ヴェロアはふよふよと浮いたあと何の躊躇もなくノウトのベッドにすとん、と腰を下ろした。ノウトはヴェロアの目を見据えてから、
「ヴェロア、君のことがもっと知りたい。教えてくれ」
と単刀直入に訊いた。
ヴェロアは腕を組んで考える姿勢をとる。
『うーむ。そう言われてもどこから話せば良いか』
「何でもいいよ。とにかく君のことが知りたいんだ」
『うおお……。なんかむずむずするな……。お前がいつも以上に眩しく見える』
「そ、そうかな。前の俺と違ってたらごめん」
『いいや、お前の本質は変わってないよ。ただお前が負った精神的外傷も全て忘れてしまっているそのおかげなのかもしれないな。お前と初めて出会ってから半年くらいはずっと一緒にいたのに、お前は一切口を開かないで半分死人のようだったからな』
「……マジか」
『記憶が無くなったのも一概に悪いとは言えないのかもな』
「いや、それでも、……俺は記憶を取り戻したい。ヴェロアとの思い出もみんな大事だから」
またしても頭痛が始まった。これは勇者に掛けられた呪いなのかもしれない。
『これを言ったら怒られると思うのだが……メフィが早くお前に会いたいと言っていたぞ』
「メフィかぁ。俺も会ってみたいな」
『ふふっ』
ヴェロアが口に手を当てて笑う。
『会いたがってると言えば特にスピネがうるさくってなぁ』
「スピネ?」
『森人族の女の子なんだが、お前にべったりなんだ。元々はお前と仲の悪いユークとの橋渡しの為に来ていたのだが、そのうちお前のことをセンパイセンパイと呼ぶようになってな』
ヴェロアは呆れたような物言いで話す。
「いや全然思い出せないな。そんな子がいたのか」
『うむ。その子がここ数日うるさいのなんのって』
「早くそっちに戻れるように頑張るよ」
『ああ、私も助力するぞ』
ヴェロアはニカッと笑う。
「そう言えば……根本的なことを聞いてもいいか?」
『何でも聞いていいぞ』
「その魔皇ってのはどうやって決まるんだ? ヴェロアみたいな華奢な女の子が皇帝なんて妙だなって思って。いや別に見合ってないとか言ってるんじゃなくて」
『大丈夫だ。みなまで言うな。魔帝国の魔皇は先代の魔皇が死ぬと魔族の誰かの身体に“魔痕”が浮かび上がるんだ。丁度勇者の〈エムブレム〉とやらみたいにな』
「魔痕……? ってどこにあるんだ?」
ノウトはヴェロアの身体を見回す。相変わらず全裸に近いような格好だ。隠れるべき場所のみが白い布で隠れている。その魔痕とやらがあったらすぐ分かりそうだが……。
『まさか気付いてなかったのか』
「えっ、どこどこ」
『ここだ』
ヴェロアは顔をぐいっと鼻同士が触れそうなほど近付けてきて自らの目を指さす。
目を凝らしてその綺麗な紅桔梗色をした瞳を覗くと、その瞳が一瞬輝き、光った。ノウトはその眩しさから思わず目を瞑った。
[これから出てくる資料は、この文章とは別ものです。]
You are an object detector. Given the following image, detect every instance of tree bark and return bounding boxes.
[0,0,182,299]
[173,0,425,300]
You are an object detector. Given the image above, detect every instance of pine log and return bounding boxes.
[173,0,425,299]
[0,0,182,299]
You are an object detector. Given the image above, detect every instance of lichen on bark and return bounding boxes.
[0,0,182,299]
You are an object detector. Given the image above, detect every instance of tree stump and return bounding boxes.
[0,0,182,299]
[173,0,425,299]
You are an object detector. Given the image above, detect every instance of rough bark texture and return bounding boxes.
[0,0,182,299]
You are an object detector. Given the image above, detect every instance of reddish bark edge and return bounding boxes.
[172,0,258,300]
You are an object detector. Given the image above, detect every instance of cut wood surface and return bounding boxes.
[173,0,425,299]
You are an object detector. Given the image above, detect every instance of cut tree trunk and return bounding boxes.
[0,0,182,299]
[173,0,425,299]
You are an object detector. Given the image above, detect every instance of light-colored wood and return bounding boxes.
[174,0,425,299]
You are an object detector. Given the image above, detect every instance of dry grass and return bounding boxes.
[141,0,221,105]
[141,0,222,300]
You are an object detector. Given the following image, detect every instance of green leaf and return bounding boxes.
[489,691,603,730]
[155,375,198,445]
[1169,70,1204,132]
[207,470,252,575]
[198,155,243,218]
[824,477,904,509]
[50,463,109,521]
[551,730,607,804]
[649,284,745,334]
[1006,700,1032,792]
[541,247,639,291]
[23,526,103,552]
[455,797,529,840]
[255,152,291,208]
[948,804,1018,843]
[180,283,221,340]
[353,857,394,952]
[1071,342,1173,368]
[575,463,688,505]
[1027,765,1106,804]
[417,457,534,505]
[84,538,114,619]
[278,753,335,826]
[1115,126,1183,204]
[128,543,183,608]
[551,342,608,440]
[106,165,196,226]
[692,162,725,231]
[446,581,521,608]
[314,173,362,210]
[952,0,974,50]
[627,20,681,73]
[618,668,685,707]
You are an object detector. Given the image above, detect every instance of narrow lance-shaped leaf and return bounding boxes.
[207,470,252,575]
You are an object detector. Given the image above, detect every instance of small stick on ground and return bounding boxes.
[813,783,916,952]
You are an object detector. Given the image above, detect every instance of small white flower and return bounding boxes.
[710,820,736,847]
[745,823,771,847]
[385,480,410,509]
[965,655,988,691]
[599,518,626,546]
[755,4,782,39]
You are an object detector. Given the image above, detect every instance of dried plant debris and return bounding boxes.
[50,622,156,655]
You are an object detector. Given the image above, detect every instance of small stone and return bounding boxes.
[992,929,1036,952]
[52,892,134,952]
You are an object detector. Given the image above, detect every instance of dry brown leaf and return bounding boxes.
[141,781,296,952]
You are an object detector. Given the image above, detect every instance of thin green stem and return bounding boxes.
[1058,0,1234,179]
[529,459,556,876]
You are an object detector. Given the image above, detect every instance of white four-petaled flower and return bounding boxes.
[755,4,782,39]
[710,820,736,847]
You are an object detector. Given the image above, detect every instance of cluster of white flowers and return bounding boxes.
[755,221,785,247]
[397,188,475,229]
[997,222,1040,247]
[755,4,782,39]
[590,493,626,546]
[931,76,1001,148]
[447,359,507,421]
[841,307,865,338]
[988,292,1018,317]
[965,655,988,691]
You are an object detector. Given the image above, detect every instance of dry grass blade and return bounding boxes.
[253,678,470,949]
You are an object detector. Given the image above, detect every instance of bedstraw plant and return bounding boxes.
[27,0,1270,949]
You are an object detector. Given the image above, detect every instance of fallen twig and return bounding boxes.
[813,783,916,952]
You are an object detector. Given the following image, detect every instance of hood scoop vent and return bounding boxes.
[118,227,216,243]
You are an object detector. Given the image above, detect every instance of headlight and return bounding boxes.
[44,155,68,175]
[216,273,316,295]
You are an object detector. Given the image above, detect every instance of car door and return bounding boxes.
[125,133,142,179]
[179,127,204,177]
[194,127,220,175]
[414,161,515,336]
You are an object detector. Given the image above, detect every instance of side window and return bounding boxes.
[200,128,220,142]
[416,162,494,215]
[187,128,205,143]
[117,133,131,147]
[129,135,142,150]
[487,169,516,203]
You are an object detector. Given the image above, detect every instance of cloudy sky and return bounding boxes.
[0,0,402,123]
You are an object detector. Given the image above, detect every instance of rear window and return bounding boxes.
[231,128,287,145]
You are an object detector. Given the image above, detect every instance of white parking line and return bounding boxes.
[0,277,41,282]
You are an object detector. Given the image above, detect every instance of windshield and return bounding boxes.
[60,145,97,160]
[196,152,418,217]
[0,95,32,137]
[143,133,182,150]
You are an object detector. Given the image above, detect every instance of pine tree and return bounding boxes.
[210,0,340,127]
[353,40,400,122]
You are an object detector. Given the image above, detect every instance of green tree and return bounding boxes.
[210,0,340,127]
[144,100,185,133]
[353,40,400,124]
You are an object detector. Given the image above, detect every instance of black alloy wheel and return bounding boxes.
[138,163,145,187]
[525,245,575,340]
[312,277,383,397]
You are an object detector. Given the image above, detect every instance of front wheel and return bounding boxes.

そのあとにもう一度目を開けて見るとヴェロアの瞳の中で形容し難い幾何学模様が渦巻いているのが分かった。
虹彩の内側で幾重にも重なる朧げな光沢を帯びた正方形がヴェロアの瞳の中で回転と停止を繰り返していた。そのえも言われぬ美しさに無意識に見入ってしまう。
綺麗だ。永遠と見ていられる。そんな気がした。
暫く眺めているとヴェロアが瞬きをぱちぱちと数回して、それは見えなくなってしまった。
「す、凄いな。なんかずっと見ていたかった」
『ふふふ。言わずとも分かるぞ。なんせお前の心の中は常に私に筒抜けなのだからな』
「……参ったな。ほんと綺麗だったよ」
『語彙力が低下してるぞ。そう、これが魔皇の証である魔痕だ。基本魔痕は顔のどこかに浮かぶのだが、私の場合それが眼だったわけだな。この魔痕があったおかげで神機《輪廻六芒魔術陣》が使用できたってわけだ』
「ふむふむ。その魔痕が浮かび上がる対象はランダムなのか?」
『いや、実はそうではなくて比較的魔力の高い者に浮かび上がる。私が小さい頃は神童だなんだと持て囃されたものだ』
「じゃあ、実力がある人が必然的に魔皇になるように出来てるんだな。どんな原理かは分かんないけどそこそこ理には適ってるシステムだと思う。実力がなくて血筋だけで王になるとか俺は良くないと思うし」
『皇帝としての責務と魔力の素質があるかどうかは関連付けられるものじゃないとは思うがな』
「でも実際ヴェロアは良くやってるよ。ヴェロアがその神機を使わなかったら今頃みんな死んでるってことだろ?」
『お前の助力あってのことだ。ノウトには本当に感謝してるよ』
「その記憶が無いから、……何とも言えない気分だな」
『……早く、記憶を取り戻さないとな』
「ああ、そうだね」
そこでノウトはヴェロアの姿が霞がかるように薄くなっていることに気が付いた。ジジジ、と奇妙な音を発しながらその身体が徐々に見えなくなっていく。
『今日顕現出来るのもこれまでのようだ』
「ヴェロア……」
『大丈夫。私の姿は見えずともお前の姿は常に私が見ている。本当に何かあったら助けるからな』
「分かった。……じゃあ、また」
『うむ。……ノウト、無理はするなよ』
ヴェロアはそう言って完全にその姿が見えなくなってしまった。出てくる時は突然で居なくなる時も唐突だ。
さっき浴槽に浸かりながら独りがいいなんて思ってしまったことを軽く後悔する。彼女が隣にいるだけでどんなに安心かがよく分かった。
ノウトは気持ちを切り替えて、遂に行動を起こそうかとベッドから立ち上がる。
預かったこの部屋の鍵を片手に部屋から出ようとすると、コンコン、と軽めのノックがドアの反対側から聴こえた。